Bio/Description
Contributor to the development of the first planar integrated circuit and co-founder of Signetics Corporation, Kattner is recognized as a key figure in early semiconductor history. A graduate of Southwestern University in Georgetown, Texas, he earned degrees in Chemistry, Physics, and Math. Upon graduation he went to work at Hanford Atomic Products Operation in Hanford, Washington, a producer of plutonium, primarily from Uranium 238, for nuclear weapons. He later served as a nuclear officer in the US Navy.
In 1958 Kattner joined Texas Instruments in Dallas and worked as a product engineer on a germanium mesa transistor product line. In 1960 he was recruited into Jay Last's microelectronics group at Fairchild Semiconductor in California, where he contributed to the development of the first planar integrated circuit. By continually developing the basic silicon manufacturing technology developed at Fairchild, the global semiconductor industry produced generations of microchips that grew exponentially more powerful; at the same time, the cost for this performance fell exponentially.

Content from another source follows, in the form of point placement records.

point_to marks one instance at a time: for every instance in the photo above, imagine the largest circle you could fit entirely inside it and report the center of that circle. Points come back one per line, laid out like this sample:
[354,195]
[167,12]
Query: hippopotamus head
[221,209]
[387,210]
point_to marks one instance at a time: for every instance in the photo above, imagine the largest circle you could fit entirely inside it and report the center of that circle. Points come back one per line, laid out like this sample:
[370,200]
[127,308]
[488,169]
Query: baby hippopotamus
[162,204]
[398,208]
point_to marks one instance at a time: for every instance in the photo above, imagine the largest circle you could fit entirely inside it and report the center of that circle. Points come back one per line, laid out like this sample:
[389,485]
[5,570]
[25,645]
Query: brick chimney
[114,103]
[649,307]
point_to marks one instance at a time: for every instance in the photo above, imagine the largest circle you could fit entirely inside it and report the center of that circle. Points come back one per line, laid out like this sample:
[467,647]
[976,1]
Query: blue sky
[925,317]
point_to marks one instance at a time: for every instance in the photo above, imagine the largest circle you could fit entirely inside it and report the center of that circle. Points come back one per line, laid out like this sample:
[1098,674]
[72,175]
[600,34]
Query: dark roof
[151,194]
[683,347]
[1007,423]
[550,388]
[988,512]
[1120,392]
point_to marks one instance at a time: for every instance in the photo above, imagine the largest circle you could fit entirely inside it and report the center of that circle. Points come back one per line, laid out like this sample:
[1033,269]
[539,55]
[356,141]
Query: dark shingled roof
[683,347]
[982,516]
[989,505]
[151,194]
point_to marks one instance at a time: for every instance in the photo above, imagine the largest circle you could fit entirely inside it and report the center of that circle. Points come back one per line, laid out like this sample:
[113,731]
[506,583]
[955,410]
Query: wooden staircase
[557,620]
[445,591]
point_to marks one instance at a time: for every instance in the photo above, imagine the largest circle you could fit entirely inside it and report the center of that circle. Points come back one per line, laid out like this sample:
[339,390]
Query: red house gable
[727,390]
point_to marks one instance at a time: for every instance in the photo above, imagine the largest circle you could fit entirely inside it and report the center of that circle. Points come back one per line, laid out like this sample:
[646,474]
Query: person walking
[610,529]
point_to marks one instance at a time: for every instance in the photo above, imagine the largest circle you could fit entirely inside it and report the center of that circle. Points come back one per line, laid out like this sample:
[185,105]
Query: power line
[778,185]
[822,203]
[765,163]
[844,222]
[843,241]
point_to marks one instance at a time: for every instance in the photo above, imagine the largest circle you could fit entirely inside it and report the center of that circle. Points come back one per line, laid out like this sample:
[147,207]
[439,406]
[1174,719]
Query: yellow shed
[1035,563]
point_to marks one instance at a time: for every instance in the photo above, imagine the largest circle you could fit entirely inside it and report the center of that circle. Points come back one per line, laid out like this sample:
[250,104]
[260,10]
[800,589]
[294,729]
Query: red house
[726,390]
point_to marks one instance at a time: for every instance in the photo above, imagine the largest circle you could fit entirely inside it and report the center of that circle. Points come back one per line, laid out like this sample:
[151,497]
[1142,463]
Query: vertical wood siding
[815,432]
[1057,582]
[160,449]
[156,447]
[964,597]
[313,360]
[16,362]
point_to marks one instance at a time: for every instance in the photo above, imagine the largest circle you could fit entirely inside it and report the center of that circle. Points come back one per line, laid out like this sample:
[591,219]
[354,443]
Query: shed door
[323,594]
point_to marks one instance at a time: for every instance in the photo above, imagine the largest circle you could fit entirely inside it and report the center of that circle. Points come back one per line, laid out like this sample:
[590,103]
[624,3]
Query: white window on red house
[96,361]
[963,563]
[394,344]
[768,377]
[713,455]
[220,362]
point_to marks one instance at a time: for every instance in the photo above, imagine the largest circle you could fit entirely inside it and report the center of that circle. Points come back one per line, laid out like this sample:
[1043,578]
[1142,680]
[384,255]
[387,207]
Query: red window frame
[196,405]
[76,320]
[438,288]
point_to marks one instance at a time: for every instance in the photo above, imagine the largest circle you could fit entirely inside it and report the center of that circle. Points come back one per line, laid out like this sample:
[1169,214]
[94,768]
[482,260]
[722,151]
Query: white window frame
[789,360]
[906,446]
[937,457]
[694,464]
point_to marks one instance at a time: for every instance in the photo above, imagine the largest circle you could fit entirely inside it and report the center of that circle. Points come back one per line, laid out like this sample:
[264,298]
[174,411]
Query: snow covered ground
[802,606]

Kattner left Fairchild in 1961 with three other Fairchild employees to co-found Signetics Corporation, where he worked on the development of the first Micrologic IC products. He resigned from Signetics in 1967 and spent two years at Amelco. From 1969 onward, he has been involved in various projects and startups, including real estate development, computers, computerized mapping, microwave communications, and fiber optics.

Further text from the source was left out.